Use 1 Medium (2-3 lbs) Spaghetti Squash, make sure it has a creamy color and is firm.
1. Wash, halve lengthwise, and remove seeds, I find a grapefruit spoon is handy for this.
2. Place squash halves, cut sides down, in a glass baking dish. Add enough water to cover bottom of container. Cover. Bake in a 350 degree oven for 30-40 minutes or until tender. You can also cook in a microwave by adding water and covering with microwaveable wrap, about 20 minutes or until soft. If you take it out and the flesh doesn’t look like it can be shredded, leave it cooking for a while more.
3. Let cool enough to handle then scrape the spaghetti-like squash strands into a serving bowl.
This is a great dish, low carb, but if your people don’t like Spaghetti Squash, you can use regular spaghetti.
Herbal Mushroom Marinara Sauce
1 cup (large) onion chopped
1 cup (large) green, red and yellow bell pepper chopped
1 cup chopped portabella or Baby Bella mushrooms, or whatever you like. You can use canned mushrooms, but it won’t be as fresh tasting.

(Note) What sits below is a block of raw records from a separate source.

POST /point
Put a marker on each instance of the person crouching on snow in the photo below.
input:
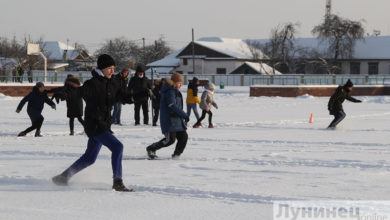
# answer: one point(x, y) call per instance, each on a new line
point(335, 105)
point(207, 101)
point(99, 93)
point(173, 119)
point(36, 100)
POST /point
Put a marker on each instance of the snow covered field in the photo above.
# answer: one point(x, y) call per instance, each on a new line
point(261, 150)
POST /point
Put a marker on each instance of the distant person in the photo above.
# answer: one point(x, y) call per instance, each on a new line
point(123, 80)
point(156, 100)
point(99, 93)
point(335, 105)
point(30, 75)
point(74, 103)
point(173, 119)
point(140, 86)
point(192, 98)
point(36, 100)
point(206, 103)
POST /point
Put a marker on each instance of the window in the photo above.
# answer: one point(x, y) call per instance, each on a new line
point(354, 68)
point(373, 68)
point(221, 70)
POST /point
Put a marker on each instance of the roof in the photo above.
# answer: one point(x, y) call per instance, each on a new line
point(260, 68)
point(169, 61)
point(55, 50)
point(236, 48)
point(370, 48)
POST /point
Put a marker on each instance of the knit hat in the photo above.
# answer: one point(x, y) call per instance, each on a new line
point(209, 86)
point(140, 68)
point(39, 84)
point(348, 84)
point(105, 61)
point(176, 77)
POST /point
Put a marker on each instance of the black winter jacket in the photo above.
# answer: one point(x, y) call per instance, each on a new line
point(35, 104)
point(99, 94)
point(336, 101)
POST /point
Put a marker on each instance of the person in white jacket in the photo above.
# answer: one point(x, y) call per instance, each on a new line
point(206, 103)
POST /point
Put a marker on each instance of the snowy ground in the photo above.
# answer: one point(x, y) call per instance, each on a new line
point(261, 150)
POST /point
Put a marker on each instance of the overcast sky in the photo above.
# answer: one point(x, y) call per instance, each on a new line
point(90, 22)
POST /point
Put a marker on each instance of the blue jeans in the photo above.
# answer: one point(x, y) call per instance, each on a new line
point(338, 117)
point(194, 108)
point(89, 157)
point(116, 114)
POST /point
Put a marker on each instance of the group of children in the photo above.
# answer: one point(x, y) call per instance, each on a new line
point(100, 93)
point(103, 90)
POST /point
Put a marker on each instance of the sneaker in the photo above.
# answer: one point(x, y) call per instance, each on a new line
point(38, 134)
point(60, 180)
point(175, 157)
point(151, 154)
point(21, 134)
point(120, 187)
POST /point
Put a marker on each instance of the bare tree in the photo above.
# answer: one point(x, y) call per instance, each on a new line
point(341, 34)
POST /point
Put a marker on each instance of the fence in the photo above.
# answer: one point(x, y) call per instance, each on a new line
point(223, 79)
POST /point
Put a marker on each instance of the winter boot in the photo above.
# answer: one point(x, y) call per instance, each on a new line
point(120, 187)
point(151, 153)
point(60, 180)
point(175, 156)
point(38, 133)
point(21, 134)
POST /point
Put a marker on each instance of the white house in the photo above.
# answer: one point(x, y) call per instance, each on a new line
point(65, 56)
point(212, 56)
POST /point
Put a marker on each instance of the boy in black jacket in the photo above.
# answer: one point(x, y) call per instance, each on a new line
point(36, 100)
point(99, 93)
point(335, 105)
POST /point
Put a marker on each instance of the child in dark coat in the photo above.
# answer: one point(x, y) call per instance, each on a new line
point(36, 100)
point(99, 93)
point(173, 119)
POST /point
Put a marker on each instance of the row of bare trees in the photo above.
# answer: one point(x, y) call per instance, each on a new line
point(337, 37)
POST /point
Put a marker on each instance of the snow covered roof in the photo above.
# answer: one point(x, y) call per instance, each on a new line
point(8, 62)
point(236, 48)
point(55, 50)
point(370, 48)
point(169, 61)
point(261, 68)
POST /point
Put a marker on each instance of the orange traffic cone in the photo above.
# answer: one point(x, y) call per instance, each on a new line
point(311, 119)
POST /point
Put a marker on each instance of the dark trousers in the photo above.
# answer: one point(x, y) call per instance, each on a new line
point(338, 117)
point(37, 124)
point(204, 112)
point(137, 108)
point(156, 113)
point(169, 139)
point(71, 122)
point(89, 157)
point(116, 113)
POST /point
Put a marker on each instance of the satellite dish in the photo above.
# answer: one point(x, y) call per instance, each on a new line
point(33, 49)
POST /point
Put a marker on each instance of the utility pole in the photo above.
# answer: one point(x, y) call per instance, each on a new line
point(193, 52)
point(328, 8)
point(143, 49)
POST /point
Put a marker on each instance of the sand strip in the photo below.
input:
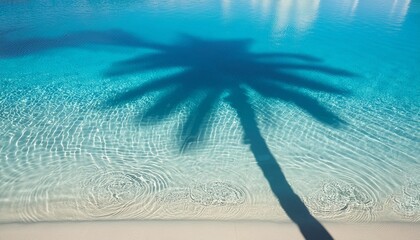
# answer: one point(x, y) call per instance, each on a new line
point(199, 230)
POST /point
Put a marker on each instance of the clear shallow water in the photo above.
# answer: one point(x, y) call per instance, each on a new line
point(153, 110)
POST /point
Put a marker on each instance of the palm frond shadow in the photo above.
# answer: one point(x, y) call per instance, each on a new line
point(216, 67)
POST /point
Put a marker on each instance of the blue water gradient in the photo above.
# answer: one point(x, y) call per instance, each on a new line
point(272, 110)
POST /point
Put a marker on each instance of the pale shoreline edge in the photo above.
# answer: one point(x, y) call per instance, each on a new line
point(200, 230)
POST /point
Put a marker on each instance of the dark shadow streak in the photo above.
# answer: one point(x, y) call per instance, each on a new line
point(213, 67)
point(290, 202)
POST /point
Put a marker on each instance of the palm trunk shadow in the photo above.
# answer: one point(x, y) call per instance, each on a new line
point(289, 201)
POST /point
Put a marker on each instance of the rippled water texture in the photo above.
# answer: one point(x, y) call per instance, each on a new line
point(232, 110)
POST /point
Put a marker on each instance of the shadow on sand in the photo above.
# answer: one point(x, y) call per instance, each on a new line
point(216, 70)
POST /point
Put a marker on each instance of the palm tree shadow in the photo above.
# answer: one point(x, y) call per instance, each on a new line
point(216, 67)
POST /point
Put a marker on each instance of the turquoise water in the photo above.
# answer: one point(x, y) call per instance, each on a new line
point(229, 110)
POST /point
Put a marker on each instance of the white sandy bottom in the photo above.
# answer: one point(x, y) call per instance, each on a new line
point(200, 230)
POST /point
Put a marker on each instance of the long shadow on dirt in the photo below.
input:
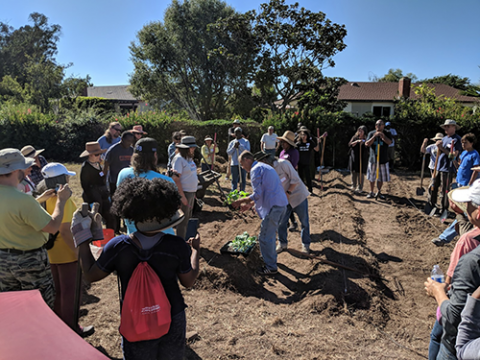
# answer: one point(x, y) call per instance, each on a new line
point(238, 275)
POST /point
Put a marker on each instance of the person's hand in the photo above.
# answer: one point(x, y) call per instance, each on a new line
point(432, 288)
point(64, 192)
point(81, 228)
point(46, 195)
point(245, 206)
point(96, 227)
point(194, 242)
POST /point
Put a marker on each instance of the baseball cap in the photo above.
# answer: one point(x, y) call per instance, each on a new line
point(472, 194)
point(52, 170)
point(145, 145)
point(12, 159)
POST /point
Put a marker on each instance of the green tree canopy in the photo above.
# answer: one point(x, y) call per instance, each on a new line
point(394, 75)
point(180, 60)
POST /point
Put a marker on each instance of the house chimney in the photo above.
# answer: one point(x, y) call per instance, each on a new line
point(404, 87)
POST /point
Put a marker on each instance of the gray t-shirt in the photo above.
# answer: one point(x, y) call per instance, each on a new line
point(188, 172)
point(118, 158)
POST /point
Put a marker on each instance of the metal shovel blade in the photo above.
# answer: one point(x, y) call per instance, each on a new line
point(420, 191)
point(444, 215)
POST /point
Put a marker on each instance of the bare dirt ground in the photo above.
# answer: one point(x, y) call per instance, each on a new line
point(310, 310)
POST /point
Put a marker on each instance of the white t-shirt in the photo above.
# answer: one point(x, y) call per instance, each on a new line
point(188, 172)
point(269, 140)
point(393, 132)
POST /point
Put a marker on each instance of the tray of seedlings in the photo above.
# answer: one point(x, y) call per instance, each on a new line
point(242, 245)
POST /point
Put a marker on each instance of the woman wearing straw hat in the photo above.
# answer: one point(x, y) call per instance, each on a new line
point(207, 153)
point(185, 176)
point(137, 130)
point(93, 181)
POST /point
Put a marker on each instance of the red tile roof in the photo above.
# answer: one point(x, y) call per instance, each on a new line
point(377, 91)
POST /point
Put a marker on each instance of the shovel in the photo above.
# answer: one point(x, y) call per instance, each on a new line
point(421, 190)
point(429, 208)
point(444, 215)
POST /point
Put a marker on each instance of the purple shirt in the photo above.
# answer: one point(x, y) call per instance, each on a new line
point(291, 155)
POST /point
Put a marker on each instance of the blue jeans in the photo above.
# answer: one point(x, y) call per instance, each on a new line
point(302, 213)
point(268, 234)
point(445, 354)
point(235, 178)
point(435, 338)
point(170, 346)
point(449, 233)
point(270, 152)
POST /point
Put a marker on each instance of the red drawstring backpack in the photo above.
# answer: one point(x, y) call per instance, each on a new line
point(146, 309)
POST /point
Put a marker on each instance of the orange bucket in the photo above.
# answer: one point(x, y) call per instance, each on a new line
point(108, 235)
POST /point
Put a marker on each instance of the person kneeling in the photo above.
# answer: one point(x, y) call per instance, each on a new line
point(153, 206)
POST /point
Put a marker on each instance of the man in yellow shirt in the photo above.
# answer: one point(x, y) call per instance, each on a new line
point(25, 226)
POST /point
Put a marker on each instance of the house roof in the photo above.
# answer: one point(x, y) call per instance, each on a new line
point(118, 92)
point(380, 91)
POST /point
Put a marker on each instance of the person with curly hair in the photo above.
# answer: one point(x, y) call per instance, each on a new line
point(153, 206)
point(144, 164)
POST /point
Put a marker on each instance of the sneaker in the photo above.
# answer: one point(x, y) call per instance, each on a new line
point(266, 271)
point(306, 249)
point(438, 242)
point(281, 247)
point(86, 331)
point(379, 195)
point(293, 227)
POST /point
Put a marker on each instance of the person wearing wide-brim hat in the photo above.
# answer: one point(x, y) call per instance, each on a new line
point(93, 181)
point(137, 130)
point(36, 172)
point(208, 155)
point(431, 150)
point(445, 165)
point(290, 153)
point(185, 177)
point(153, 206)
point(25, 225)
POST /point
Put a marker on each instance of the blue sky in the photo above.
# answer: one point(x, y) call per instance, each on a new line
point(425, 37)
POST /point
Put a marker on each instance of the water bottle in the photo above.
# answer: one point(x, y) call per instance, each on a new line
point(437, 274)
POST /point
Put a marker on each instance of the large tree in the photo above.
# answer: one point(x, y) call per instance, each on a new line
point(27, 57)
point(293, 46)
point(180, 60)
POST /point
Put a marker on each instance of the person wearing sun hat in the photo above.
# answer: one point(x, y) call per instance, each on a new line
point(207, 152)
point(94, 183)
point(153, 206)
point(445, 166)
point(143, 164)
point(40, 162)
point(185, 177)
point(465, 280)
point(431, 150)
point(137, 130)
point(63, 255)
point(25, 226)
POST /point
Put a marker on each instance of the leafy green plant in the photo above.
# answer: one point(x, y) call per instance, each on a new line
point(235, 195)
point(243, 242)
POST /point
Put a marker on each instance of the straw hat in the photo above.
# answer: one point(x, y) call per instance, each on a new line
point(187, 142)
point(138, 129)
point(92, 148)
point(29, 151)
point(450, 122)
point(438, 136)
point(12, 159)
point(289, 137)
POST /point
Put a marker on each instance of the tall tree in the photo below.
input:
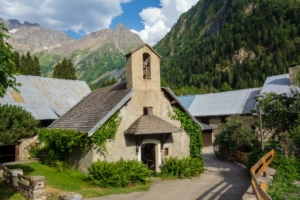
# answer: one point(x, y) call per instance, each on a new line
point(29, 65)
point(16, 123)
point(65, 70)
point(7, 66)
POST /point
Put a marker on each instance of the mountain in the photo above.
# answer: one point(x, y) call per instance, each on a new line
point(97, 56)
point(231, 44)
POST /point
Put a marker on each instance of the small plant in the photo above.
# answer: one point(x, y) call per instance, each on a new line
point(287, 145)
point(181, 168)
point(118, 174)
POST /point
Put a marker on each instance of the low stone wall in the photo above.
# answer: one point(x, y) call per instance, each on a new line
point(34, 187)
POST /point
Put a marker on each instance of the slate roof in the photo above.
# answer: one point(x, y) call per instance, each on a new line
point(279, 84)
point(186, 101)
point(151, 124)
point(224, 103)
point(128, 54)
point(95, 109)
point(46, 98)
point(203, 126)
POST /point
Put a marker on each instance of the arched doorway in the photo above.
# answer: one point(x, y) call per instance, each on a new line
point(148, 155)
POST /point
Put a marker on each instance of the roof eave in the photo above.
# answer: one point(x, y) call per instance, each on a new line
point(174, 96)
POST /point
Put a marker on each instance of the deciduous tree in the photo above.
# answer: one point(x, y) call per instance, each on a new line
point(7, 66)
point(16, 123)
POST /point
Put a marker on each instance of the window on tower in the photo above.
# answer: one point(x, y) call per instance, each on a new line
point(146, 66)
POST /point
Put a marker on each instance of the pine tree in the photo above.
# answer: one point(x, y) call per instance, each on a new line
point(65, 70)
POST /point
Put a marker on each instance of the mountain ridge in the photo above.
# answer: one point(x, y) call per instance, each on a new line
point(232, 43)
point(98, 53)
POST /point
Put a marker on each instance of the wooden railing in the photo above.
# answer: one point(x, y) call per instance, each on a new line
point(34, 187)
point(240, 157)
point(261, 167)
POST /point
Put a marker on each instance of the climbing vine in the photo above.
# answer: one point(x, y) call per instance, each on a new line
point(60, 142)
point(107, 131)
point(191, 128)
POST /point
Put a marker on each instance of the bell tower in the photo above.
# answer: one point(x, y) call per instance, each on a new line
point(143, 69)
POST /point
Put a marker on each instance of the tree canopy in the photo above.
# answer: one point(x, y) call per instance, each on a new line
point(65, 70)
point(237, 42)
point(16, 123)
point(7, 66)
point(281, 113)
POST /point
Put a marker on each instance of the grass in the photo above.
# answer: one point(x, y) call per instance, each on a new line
point(58, 183)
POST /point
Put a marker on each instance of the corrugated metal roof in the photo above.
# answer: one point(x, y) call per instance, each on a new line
point(186, 101)
point(47, 98)
point(278, 84)
point(224, 103)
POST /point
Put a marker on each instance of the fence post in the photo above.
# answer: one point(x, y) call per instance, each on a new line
point(264, 166)
point(14, 177)
point(37, 188)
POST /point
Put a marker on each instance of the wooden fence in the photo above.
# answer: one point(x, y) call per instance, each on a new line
point(240, 157)
point(34, 187)
point(256, 170)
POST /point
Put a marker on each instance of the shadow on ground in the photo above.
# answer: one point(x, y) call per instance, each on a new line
point(231, 180)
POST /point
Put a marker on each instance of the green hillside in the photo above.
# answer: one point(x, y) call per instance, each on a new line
point(93, 64)
point(236, 43)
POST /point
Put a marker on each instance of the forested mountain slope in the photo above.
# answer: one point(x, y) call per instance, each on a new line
point(231, 42)
point(97, 57)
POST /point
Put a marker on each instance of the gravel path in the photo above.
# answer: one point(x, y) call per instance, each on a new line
point(220, 180)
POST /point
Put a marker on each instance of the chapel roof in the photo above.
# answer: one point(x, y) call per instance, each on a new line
point(151, 124)
point(95, 109)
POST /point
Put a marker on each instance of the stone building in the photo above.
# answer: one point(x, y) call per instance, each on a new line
point(146, 131)
point(214, 108)
point(46, 99)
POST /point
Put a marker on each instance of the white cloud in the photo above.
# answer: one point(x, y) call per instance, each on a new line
point(158, 21)
point(89, 15)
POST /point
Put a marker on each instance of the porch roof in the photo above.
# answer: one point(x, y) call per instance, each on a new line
point(151, 124)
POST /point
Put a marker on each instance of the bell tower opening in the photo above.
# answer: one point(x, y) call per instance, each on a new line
point(146, 66)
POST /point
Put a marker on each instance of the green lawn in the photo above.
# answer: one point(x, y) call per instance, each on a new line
point(61, 182)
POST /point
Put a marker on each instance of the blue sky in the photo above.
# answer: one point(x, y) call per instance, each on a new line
point(130, 16)
point(150, 19)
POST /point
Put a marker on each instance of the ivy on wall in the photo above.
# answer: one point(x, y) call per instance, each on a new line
point(192, 129)
point(60, 142)
point(107, 131)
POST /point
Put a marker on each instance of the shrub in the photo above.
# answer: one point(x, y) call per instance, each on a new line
point(118, 174)
point(288, 170)
point(182, 168)
point(59, 143)
point(16, 123)
point(237, 131)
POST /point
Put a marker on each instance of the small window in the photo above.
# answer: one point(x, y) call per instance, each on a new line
point(148, 111)
point(17, 97)
point(166, 151)
point(146, 66)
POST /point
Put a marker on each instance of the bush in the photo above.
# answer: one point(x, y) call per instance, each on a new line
point(16, 123)
point(288, 170)
point(182, 168)
point(237, 132)
point(59, 143)
point(118, 174)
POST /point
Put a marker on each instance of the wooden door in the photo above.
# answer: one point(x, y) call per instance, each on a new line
point(207, 139)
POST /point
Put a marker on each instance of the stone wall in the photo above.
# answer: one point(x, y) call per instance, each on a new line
point(34, 187)
point(148, 93)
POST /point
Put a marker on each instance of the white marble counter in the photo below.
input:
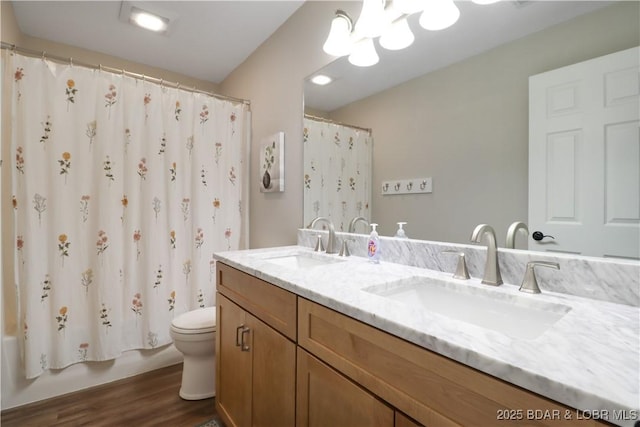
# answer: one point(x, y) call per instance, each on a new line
point(589, 359)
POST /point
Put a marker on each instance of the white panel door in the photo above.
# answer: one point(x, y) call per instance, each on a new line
point(584, 157)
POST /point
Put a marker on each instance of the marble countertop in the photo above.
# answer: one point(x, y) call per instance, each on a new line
point(589, 359)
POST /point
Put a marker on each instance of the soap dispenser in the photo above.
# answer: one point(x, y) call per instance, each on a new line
point(400, 233)
point(373, 247)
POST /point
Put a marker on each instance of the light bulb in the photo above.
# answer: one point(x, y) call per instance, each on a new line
point(364, 53)
point(397, 36)
point(338, 42)
point(439, 14)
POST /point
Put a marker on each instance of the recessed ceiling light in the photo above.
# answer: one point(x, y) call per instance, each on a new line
point(321, 80)
point(148, 15)
point(148, 20)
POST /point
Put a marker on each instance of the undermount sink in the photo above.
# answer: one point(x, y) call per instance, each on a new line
point(302, 260)
point(518, 316)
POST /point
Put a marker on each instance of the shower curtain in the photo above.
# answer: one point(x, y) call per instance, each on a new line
point(337, 172)
point(122, 190)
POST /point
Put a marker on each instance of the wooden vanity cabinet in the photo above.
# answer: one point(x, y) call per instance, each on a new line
point(327, 398)
point(255, 357)
point(348, 373)
point(431, 389)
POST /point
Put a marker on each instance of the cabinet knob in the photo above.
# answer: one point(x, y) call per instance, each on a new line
point(243, 345)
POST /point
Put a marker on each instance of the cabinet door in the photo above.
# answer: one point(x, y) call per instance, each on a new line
point(233, 365)
point(274, 376)
point(326, 398)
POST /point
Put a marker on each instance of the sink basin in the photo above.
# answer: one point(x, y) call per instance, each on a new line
point(302, 260)
point(517, 316)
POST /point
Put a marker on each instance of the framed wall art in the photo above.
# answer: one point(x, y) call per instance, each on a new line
point(272, 163)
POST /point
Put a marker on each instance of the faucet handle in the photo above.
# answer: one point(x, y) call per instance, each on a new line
point(461, 269)
point(344, 250)
point(319, 246)
point(529, 282)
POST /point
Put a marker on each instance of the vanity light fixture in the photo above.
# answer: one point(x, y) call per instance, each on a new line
point(390, 24)
point(339, 41)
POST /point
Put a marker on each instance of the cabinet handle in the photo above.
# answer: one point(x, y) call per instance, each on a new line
point(244, 346)
point(238, 343)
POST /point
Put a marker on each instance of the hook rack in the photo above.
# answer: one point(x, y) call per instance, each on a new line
point(407, 186)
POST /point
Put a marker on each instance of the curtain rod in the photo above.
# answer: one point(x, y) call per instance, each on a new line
point(122, 71)
point(325, 120)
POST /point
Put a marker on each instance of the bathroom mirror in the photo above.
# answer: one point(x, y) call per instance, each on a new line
point(459, 112)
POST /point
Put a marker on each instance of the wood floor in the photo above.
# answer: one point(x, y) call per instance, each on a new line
point(147, 400)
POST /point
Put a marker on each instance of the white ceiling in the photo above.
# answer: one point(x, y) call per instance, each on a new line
point(209, 39)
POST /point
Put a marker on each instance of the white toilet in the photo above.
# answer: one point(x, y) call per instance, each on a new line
point(194, 335)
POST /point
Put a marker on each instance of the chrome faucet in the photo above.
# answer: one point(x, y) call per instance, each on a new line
point(491, 268)
point(331, 242)
point(512, 231)
point(354, 221)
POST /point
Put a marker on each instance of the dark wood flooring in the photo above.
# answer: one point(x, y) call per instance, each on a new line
point(147, 400)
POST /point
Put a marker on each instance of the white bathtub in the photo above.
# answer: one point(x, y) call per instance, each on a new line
point(17, 390)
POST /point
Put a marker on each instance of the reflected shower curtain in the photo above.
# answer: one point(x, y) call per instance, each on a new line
point(122, 190)
point(337, 172)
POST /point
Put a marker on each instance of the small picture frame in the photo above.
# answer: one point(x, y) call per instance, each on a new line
point(272, 163)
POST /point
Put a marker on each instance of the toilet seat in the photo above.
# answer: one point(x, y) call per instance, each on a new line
point(200, 321)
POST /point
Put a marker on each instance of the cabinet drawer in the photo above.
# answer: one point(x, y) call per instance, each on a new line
point(274, 306)
point(432, 389)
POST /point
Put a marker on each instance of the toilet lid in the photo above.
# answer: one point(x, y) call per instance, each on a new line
point(197, 321)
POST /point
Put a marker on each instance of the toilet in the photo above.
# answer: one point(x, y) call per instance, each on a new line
point(194, 335)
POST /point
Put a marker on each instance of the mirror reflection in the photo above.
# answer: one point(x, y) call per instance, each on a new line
point(464, 122)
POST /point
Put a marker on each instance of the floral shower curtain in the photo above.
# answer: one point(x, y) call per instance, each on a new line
point(122, 190)
point(337, 172)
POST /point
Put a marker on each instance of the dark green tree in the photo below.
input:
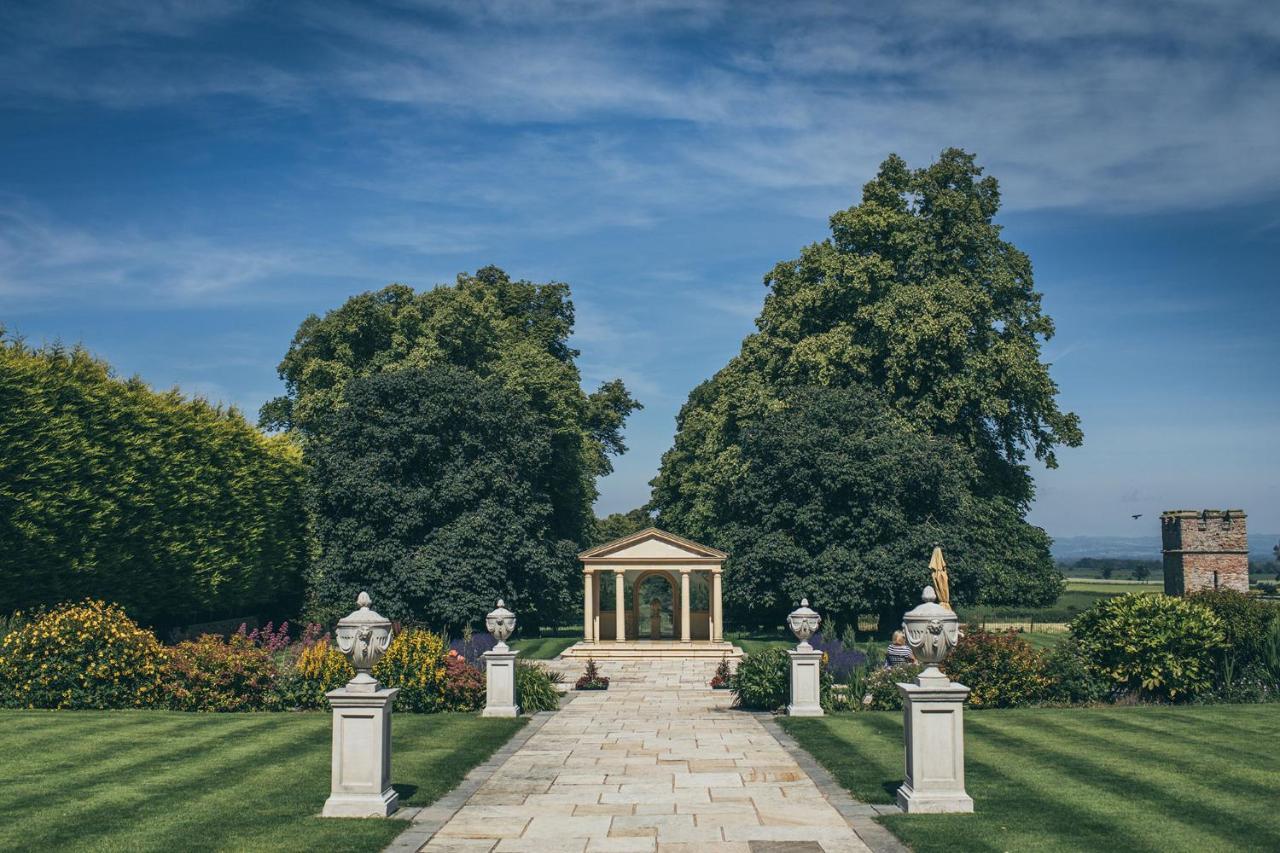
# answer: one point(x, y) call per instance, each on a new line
point(177, 510)
point(512, 332)
point(841, 500)
point(621, 524)
point(915, 296)
point(430, 488)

3-4 large chopped tomatoes. If fresh is not available, I use 1 quart jar of sauce.
2-3 Tbs. Olive Oil
1 small can of tomato paste
1 Tbs. sugar
1 tsp. basil vinegar
1 tsp. balsamic vinegar
2 tsp. fresh basil or 1 tsp. dried, finely chopped
2 tsp. fresh oregano or 1 tsp. dried, finely chopped
1 tsp. fresh thyme or ½ tsp. dried, finely chopped
2 tsp. fresh parsley or frozen, dried isn’t very flavorful
Salt and pepper to taste
2-3 cloves garlic, crushed
1. Lightly sauté onion, bell pepper, and mushrooms in olive oil until tender.
2. Stir in tomatoes, tomato paste, sugar, vinegars and herbs. Gently simmer until thick, stirring occasionally.
Add raw garlic just before serving.
Serve over cooked shredded spaghetti squash.
Drizzle with extra virgin olive oil and top with mozzarella and parmesan cheese.
Add a 3-4 dashes of cayenne pepper
In place of the Marinara sauce, use basil pesto
Serve marinara over regular pasta instead of squash.
Shred 4-5 cups of zucchini and lightly steam in place of the spaghetti squash.
(I frequently do this in the summer, the zucchini comes on first, the spaghetti squash has
a longer growing season, but can be stored in a cool spot for a long time into the winter.